Jan Karski has a vitally important story to tell for anyone willing to listen.
A member of the Polish underground resistance during World War II, Karski traveled around Poland observing Nazi atrocities, including inside the Warsaw Ghetto and the Belzec death camp. He then traveled to report on what he witnessed directly to people such as the British foreign secretary and U.S. President Franklin D. Roosevelt. They heard what he said but seemed not to heed it.
Now actor David Strathairn, an Academy Award nominee for “Good Night and Good Luck,” tells Karski’s story at Berkeley Repertory Theatre in the solo show “Remember This: The Lesson of Jan Karski.”
“He’s exemplary of someone who accepted the civic responsibility of speaking truth to power, bearing witness to the events firsthand, being a courier of information critical to survival of states and nations and people — a man who exemplified in his life a real deep sense of duty and sacrifice for others,” Strathairn says. “From what we learned from people who knew him and had him as a teacher, he was an extremely humble, gracious person whose deep faith put him on a path of bearing witness for humanity.”
It’s a story that Karski himself kept quiet about for decades while he taught as a professor at Georgetown University.
“He became a teacher after feeling that he had failed in his attempt to bring the horrors of the Holocaust to the West,” Strathairn says. “Roosevelt gave him a meeting and didn’t really ask any questions about the Jewish situation. Justice Felix Frankfurter, himself a Jew, said, ‘I do not believe you. I don’t say you’re lying, but I do not believe you.’ He felt that he had done everything possible to bring what was happening in Europe at the time to the highest levels of power in the world, and they did nothing. And then he became silent for 35 years.”
But once he started talking about it in Claude Lanzmann’s 9½-hour documentary “Shoah,” Karski’s account was unforgettable.
“I met him, so to speak, when I saw ‘Shoah’ in 1985 when it was released, and I remembered his testimony. It just stuck with me. Many years later, Derek Goldman, who I’d worked with before on an evening celebrating Studs Terkel, called me and said, ‘Would you be interested in participating in this celebration of Jan Karski?’ I remembered him immediately and said yes.”
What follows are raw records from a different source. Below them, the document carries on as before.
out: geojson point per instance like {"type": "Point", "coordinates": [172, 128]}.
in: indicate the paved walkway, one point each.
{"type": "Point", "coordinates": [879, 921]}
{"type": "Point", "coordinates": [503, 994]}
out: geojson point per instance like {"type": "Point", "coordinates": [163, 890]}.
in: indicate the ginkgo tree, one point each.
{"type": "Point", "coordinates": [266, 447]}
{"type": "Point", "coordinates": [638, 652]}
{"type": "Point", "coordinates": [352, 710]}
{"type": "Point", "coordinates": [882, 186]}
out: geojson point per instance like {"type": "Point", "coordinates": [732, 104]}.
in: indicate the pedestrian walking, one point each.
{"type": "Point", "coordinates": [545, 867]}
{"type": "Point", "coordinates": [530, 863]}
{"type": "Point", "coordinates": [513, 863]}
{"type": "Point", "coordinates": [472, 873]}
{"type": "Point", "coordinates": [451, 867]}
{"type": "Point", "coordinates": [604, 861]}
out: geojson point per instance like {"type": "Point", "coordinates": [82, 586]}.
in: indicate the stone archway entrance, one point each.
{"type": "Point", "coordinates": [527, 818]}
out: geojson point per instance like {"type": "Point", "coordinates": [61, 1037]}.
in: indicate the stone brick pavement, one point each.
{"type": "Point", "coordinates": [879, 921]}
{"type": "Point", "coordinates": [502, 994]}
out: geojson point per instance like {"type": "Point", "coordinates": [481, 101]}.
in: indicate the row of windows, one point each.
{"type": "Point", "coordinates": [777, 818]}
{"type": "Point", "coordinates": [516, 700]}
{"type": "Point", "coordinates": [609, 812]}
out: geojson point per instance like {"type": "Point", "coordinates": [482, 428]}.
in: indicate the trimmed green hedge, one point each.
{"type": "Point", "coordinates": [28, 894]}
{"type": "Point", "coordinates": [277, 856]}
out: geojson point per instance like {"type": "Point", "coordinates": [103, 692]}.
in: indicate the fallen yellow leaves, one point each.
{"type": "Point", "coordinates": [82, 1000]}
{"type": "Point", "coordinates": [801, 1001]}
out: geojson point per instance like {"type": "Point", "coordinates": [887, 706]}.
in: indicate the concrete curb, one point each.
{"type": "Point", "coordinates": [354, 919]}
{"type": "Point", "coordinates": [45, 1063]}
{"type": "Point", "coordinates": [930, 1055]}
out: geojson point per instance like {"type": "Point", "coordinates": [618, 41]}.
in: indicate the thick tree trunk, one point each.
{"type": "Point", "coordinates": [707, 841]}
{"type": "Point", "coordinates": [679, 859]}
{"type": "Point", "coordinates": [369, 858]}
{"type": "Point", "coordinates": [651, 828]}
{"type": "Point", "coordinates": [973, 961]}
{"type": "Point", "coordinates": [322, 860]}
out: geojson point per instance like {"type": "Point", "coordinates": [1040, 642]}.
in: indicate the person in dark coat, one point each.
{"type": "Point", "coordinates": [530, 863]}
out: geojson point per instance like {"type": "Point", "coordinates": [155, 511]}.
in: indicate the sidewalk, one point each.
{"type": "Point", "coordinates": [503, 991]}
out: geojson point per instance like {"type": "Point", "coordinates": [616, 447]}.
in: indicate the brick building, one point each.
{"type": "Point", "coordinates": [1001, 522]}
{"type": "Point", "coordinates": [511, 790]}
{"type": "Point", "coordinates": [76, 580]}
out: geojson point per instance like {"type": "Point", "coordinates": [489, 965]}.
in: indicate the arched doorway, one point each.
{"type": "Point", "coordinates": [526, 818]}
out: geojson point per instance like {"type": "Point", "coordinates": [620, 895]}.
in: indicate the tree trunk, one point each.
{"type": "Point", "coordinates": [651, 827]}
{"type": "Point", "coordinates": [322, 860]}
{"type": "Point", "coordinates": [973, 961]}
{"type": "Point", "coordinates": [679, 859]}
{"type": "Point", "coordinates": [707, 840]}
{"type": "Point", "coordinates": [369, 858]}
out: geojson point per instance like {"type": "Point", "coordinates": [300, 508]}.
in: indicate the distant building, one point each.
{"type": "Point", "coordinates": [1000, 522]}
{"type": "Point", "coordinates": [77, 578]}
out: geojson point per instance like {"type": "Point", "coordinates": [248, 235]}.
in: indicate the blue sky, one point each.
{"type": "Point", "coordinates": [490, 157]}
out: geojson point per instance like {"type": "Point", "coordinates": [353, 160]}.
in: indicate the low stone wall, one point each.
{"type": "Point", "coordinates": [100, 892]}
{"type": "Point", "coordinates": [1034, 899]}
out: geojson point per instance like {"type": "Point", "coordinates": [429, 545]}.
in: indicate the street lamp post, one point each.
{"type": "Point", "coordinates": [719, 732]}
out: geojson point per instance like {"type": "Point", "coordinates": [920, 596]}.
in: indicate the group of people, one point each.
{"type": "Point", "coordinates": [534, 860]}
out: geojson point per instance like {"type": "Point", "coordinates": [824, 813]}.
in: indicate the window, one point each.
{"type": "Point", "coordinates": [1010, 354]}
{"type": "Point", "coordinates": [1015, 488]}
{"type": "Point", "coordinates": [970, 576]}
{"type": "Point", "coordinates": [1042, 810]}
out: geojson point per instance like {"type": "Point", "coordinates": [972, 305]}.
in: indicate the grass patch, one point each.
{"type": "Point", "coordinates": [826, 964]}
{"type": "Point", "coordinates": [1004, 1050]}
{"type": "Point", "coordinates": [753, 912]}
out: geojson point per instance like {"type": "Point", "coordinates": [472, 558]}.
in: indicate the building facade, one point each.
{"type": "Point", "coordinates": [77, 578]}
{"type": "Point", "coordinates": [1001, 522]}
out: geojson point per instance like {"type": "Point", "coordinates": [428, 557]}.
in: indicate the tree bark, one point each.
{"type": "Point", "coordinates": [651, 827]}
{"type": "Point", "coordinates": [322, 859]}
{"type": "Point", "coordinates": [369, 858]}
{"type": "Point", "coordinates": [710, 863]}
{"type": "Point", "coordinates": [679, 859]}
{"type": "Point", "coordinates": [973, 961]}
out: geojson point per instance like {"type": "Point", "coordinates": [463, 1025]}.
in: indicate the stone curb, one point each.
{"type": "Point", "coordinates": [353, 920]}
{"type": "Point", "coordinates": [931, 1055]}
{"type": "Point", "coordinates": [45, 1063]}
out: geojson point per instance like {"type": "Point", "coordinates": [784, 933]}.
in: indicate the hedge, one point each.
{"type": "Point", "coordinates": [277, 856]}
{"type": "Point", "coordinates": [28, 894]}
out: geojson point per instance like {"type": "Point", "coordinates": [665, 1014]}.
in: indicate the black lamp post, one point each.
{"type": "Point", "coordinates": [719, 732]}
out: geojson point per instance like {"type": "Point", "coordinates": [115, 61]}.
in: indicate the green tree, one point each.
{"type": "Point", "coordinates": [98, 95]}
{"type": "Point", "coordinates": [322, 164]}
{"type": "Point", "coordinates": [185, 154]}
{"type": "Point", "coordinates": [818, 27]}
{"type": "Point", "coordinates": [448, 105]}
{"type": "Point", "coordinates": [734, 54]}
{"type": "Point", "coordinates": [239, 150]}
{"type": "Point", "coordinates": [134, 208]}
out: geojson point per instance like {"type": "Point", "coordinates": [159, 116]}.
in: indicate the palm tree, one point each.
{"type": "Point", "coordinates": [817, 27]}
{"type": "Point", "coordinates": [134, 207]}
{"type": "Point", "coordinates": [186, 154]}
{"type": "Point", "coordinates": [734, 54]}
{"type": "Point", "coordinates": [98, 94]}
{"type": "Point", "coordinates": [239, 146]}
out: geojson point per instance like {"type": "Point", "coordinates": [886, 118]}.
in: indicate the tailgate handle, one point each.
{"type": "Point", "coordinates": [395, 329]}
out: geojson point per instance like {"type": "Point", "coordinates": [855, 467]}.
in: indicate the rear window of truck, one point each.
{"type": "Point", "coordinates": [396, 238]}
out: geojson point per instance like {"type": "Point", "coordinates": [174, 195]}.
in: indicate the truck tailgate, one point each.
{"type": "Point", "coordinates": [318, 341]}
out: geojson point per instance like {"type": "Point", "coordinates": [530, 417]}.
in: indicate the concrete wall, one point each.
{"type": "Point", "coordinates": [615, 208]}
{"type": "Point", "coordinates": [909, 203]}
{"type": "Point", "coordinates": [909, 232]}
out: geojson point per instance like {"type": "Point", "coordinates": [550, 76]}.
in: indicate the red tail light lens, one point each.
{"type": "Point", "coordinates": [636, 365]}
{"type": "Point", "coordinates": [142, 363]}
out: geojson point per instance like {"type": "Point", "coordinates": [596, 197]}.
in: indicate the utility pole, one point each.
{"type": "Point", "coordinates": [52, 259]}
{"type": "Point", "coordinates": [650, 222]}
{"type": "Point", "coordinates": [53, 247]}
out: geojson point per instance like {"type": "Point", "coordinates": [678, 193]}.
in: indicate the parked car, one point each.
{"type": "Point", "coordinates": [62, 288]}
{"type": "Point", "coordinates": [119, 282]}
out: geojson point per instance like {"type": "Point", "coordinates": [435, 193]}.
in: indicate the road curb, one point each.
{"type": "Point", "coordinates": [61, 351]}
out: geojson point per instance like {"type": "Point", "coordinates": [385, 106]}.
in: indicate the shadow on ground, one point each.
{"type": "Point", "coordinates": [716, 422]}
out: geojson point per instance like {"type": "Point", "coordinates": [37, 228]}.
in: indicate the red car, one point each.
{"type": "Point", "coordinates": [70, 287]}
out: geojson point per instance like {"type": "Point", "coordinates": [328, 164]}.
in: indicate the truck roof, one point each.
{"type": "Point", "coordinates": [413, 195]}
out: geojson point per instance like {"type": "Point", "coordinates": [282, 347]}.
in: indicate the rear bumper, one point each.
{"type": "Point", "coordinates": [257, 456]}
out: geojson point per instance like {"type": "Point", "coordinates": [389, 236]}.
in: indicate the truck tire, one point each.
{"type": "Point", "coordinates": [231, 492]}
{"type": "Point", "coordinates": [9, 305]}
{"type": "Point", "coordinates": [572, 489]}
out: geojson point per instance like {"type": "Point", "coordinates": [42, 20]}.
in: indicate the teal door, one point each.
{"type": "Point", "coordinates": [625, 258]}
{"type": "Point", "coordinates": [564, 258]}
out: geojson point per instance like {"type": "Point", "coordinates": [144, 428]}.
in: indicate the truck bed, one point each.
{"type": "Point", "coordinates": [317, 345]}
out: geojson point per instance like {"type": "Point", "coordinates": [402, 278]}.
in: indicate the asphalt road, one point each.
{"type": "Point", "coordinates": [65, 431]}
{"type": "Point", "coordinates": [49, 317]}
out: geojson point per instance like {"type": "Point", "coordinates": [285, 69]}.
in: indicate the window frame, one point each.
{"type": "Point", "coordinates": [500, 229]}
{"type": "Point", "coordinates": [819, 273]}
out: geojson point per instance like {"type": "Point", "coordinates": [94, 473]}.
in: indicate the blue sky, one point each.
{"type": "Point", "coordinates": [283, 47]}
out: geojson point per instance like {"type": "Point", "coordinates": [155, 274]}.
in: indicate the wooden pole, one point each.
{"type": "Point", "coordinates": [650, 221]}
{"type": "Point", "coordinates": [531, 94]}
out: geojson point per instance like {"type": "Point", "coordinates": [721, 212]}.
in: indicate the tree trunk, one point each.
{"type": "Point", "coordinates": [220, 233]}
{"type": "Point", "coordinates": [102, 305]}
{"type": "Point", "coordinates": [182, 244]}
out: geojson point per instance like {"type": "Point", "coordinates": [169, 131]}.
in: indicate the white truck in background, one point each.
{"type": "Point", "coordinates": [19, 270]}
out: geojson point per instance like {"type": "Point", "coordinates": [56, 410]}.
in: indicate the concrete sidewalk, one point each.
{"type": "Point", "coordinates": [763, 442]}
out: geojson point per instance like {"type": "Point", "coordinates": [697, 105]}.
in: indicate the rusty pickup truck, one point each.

“Remember This” is a production of Georgetown’s Laboratory for Global Performance & Politics, directed by Goldman, the university’s performing arts chair, who cowrote the play with Georgetown alum Clark Young. It began in 2014 as an ensemble play at Georgetown to celebrate the 100th anniversary of Karski’s birth and was later streamlined into a solo show. And Strathairn has been there playing Karski every step of the way.
A San Francisco native who grew up in the city and in Marin, Strathairn has performed locally in several plays at American Conservatory Theater (“The Tempest,” “Scorched,” “Underneath the Lintel,” “Chester Bailey”). He starred in Berkeley Rep’s 2020 radio play of “It Can’t Happen Here” early in the pandemic, joining much of the original cast of the company’s 2016 world premiere stage version.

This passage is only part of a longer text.